Analytical chemistry 2015 v.87 no.14 pp. 7036-7042
chemical composition, desorption, image analysis, ionization, islets of Langerhans, matrix-assisted laser desorption-ionization mass spectrometry, nervous system, principal component analysis, rats
Cell-to-cell variability and functional heterogeneity are integral features of multicellular organisms. Chemical classification of cells into cell type is important for understanding cellular specialization as well as organismal function and organization. Assays to elucidate these chemical variations are best performed with single cell samples because tissue homogenates average the biochemical composition of many different cells and oftentimes include extracellular components. Several single cell microanalysis techniques have been developed but tend to be low throughput or require preselection of molecular probes that limit the information obtained. Mass spectrometry (MS) is an untargeted, multiplexed, and sensitive analytical method that is well-suited for studying chemically complex individual cells that have low analyte content. In this work, populations of cells from the rat pituitary, the rat pancreatic islets of Langerhans, and from the Aplysia californica nervous system, are classified using matrix-assisted laser desorption/ionization time-of-flight mass spectrometry (MALDI) MS by their peptide content.
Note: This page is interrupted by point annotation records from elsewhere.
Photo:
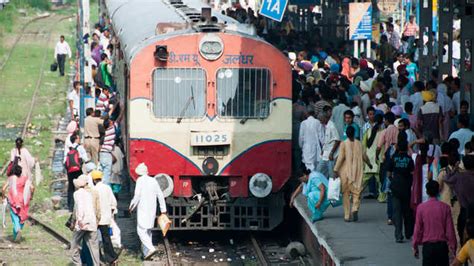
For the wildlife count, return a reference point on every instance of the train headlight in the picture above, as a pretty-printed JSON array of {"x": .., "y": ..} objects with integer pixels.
[
  {"x": 260, "y": 185},
  {"x": 211, "y": 47},
  {"x": 166, "y": 184}
]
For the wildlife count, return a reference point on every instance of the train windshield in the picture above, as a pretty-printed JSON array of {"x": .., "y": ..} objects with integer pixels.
[
  {"x": 179, "y": 92},
  {"x": 243, "y": 92}
]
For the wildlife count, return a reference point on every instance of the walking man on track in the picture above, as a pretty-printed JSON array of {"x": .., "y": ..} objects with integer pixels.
[
  {"x": 108, "y": 206},
  {"x": 60, "y": 51},
  {"x": 86, "y": 213},
  {"x": 147, "y": 190},
  {"x": 434, "y": 229}
]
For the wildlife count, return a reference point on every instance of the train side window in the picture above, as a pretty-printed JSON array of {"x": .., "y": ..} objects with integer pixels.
[
  {"x": 179, "y": 92},
  {"x": 243, "y": 92}
]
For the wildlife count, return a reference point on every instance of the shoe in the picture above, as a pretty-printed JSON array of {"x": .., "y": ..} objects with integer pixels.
[
  {"x": 18, "y": 237},
  {"x": 151, "y": 254},
  {"x": 355, "y": 216}
]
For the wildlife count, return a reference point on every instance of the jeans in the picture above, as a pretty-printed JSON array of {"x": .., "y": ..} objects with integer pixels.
[
  {"x": 326, "y": 168},
  {"x": 61, "y": 61},
  {"x": 435, "y": 254},
  {"x": 109, "y": 252},
  {"x": 402, "y": 217},
  {"x": 92, "y": 242},
  {"x": 105, "y": 159},
  {"x": 70, "y": 188}
]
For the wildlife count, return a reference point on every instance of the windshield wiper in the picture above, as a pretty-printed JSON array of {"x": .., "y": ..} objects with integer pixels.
[{"x": 185, "y": 108}]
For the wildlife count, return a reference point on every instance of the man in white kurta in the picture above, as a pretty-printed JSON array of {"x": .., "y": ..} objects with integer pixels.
[
  {"x": 309, "y": 141},
  {"x": 147, "y": 190}
]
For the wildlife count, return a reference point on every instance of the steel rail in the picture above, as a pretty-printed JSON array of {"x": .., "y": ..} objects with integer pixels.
[{"x": 258, "y": 250}]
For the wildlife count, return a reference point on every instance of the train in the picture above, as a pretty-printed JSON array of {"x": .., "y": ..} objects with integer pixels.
[{"x": 207, "y": 108}]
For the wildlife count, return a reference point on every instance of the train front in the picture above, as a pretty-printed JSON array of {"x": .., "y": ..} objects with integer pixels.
[{"x": 210, "y": 115}]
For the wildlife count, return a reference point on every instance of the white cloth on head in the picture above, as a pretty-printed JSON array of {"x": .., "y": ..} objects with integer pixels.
[
  {"x": 141, "y": 169},
  {"x": 62, "y": 48},
  {"x": 108, "y": 203},
  {"x": 310, "y": 142},
  {"x": 147, "y": 190}
]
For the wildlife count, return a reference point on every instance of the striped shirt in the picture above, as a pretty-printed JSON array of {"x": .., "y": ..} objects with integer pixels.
[
  {"x": 389, "y": 136},
  {"x": 109, "y": 139},
  {"x": 103, "y": 102},
  {"x": 410, "y": 29},
  {"x": 429, "y": 117}
]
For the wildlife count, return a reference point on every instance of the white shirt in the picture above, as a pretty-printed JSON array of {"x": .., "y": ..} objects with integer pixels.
[
  {"x": 108, "y": 203},
  {"x": 309, "y": 140},
  {"x": 80, "y": 149},
  {"x": 331, "y": 135},
  {"x": 456, "y": 50},
  {"x": 147, "y": 191},
  {"x": 464, "y": 135},
  {"x": 62, "y": 48},
  {"x": 74, "y": 97}
]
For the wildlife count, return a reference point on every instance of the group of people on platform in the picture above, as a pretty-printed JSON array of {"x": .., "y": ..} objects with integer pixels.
[{"x": 372, "y": 123}]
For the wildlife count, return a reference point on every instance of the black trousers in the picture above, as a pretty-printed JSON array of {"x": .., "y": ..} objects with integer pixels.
[
  {"x": 70, "y": 188},
  {"x": 402, "y": 217},
  {"x": 109, "y": 255},
  {"x": 61, "y": 61},
  {"x": 435, "y": 254}
]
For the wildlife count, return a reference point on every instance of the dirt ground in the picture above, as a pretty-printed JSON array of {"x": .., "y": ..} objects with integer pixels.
[{"x": 36, "y": 248}]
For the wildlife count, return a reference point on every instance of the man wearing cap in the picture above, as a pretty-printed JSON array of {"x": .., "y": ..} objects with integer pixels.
[
  {"x": 85, "y": 227},
  {"x": 108, "y": 206},
  {"x": 309, "y": 140},
  {"x": 147, "y": 190},
  {"x": 430, "y": 117}
]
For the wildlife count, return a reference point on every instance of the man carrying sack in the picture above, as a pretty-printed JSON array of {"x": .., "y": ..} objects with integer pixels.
[{"x": 147, "y": 190}]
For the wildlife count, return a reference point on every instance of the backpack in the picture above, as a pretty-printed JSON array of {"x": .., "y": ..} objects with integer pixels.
[
  {"x": 12, "y": 164},
  {"x": 73, "y": 161}
]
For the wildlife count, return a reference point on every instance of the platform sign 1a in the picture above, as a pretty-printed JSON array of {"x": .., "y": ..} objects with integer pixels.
[
  {"x": 273, "y": 9},
  {"x": 360, "y": 21}
]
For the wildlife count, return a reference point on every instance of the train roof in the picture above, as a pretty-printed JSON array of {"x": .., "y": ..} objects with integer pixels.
[{"x": 135, "y": 21}]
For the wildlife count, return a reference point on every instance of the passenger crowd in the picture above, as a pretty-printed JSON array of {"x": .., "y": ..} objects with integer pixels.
[
  {"x": 372, "y": 123},
  {"x": 369, "y": 121},
  {"x": 94, "y": 167}
]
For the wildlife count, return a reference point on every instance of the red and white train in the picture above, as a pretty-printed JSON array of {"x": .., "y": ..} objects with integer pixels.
[{"x": 208, "y": 110}]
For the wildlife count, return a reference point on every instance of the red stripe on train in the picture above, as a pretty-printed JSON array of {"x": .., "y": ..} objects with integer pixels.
[{"x": 272, "y": 158}]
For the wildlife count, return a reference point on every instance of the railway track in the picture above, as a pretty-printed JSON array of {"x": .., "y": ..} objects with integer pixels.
[
  {"x": 224, "y": 248},
  {"x": 27, "y": 121}
]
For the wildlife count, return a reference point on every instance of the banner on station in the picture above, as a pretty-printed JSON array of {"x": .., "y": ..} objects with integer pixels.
[
  {"x": 360, "y": 21},
  {"x": 273, "y": 9}
]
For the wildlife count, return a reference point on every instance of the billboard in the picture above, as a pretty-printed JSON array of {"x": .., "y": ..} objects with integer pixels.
[{"x": 360, "y": 21}]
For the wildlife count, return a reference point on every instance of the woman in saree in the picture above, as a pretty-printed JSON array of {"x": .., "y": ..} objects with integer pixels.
[
  {"x": 314, "y": 186},
  {"x": 19, "y": 194}
]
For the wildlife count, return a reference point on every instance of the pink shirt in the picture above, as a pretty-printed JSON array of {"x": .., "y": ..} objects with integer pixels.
[
  {"x": 434, "y": 224},
  {"x": 389, "y": 136}
]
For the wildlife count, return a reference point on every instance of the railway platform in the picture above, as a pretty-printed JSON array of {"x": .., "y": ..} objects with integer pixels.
[{"x": 368, "y": 242}]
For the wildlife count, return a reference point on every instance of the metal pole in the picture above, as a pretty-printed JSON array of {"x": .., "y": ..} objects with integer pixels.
[{"x": 81, "y": 64}]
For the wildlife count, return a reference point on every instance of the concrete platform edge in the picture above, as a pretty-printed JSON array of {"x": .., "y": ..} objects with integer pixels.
[{"x": 301, "y": 209}]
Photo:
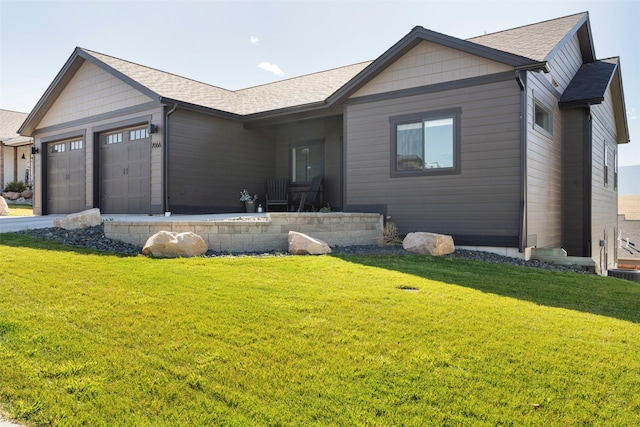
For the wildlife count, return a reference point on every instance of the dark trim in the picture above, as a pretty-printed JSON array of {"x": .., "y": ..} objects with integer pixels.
[
  {"x": 521, "y": 78},
  {"x": 122, "y": 124},
  {"x": 64, "y": 136},
  {"x": 412, "y": 39},
  {"x": 394, "y": 121},
  {"x": 486, "y": 240},
  {"x": 438, "y": 87},
  {"x": 100, "y": 117},
  {"x": 587, "y": 178}
]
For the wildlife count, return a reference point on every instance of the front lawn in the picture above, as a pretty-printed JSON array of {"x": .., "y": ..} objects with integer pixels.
[{"x": 94, "y": 339}]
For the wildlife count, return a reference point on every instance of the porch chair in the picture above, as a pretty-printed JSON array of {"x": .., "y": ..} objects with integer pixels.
[
  {"x": 312, "y": 199},
  {"x": 277, "y": 194}
]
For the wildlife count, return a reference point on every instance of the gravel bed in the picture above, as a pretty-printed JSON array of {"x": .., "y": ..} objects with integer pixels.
[{"x": 94, "y": 238}]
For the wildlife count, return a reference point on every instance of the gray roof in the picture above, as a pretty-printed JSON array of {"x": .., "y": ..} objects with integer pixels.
[
  {"x": 590, "y": 83},
  {"x": 536, "y": 41},
  {"x": 528, "y": 47}
]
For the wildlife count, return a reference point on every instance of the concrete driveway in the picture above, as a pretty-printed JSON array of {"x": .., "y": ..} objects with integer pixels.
[{"x": 16, "y": 223}]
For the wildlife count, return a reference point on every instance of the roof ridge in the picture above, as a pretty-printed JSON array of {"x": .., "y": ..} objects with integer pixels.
[
  {"x": 526, "y": 25},
  {"x": 89, "y": 51},
  {"x": 303, "y": 75}
]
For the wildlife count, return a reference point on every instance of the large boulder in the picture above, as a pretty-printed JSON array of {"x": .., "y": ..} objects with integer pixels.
[
  {"x": 84, "y": 219},
  {"x": 301, "y": 244},
  {"x": 4, "y": 208},
  {"x": 428, "y": 243},
  {"x": 170, "y": 244}
]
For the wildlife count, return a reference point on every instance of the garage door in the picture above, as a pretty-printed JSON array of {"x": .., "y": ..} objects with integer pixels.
[
  {"x": 66, "y": 175},
  {"x": 125, "y": 168}
]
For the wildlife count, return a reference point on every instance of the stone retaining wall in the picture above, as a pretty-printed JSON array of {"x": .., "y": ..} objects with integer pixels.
[{"x": 258, "y": 234}]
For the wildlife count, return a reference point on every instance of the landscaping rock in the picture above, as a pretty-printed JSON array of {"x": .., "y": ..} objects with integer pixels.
[
  {"x": 428, "y": 243},
  {"x": 84, "y": 219},
  {"x": 301, "y": 244},
  {"x": 10, "y": 195},
  {"x": 4, "y": 208},
  {"x": 169, "y": 244}
]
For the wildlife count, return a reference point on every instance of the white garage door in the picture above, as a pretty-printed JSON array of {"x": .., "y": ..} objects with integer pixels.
[
  {"x": 66, "y": 175},
  {"x": 125, "y": 168}
]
Cells were dispersed onto a microscope slide to generate a sample where hundreds to thousands of cells were separately located. Optical imaging was used to determine the cell coordinates on the slide, and these locations were used to automate the MS measurements to targeted cells. Principal component analysis was used to classify cellular subpopulations. The method was modified to focus on the signals described by the lower principal components to explore rare cells having a unique peptide content. This approach efficiently uncovers and classifies cellular subtypes as well as discovers rare cells from large cellular populations.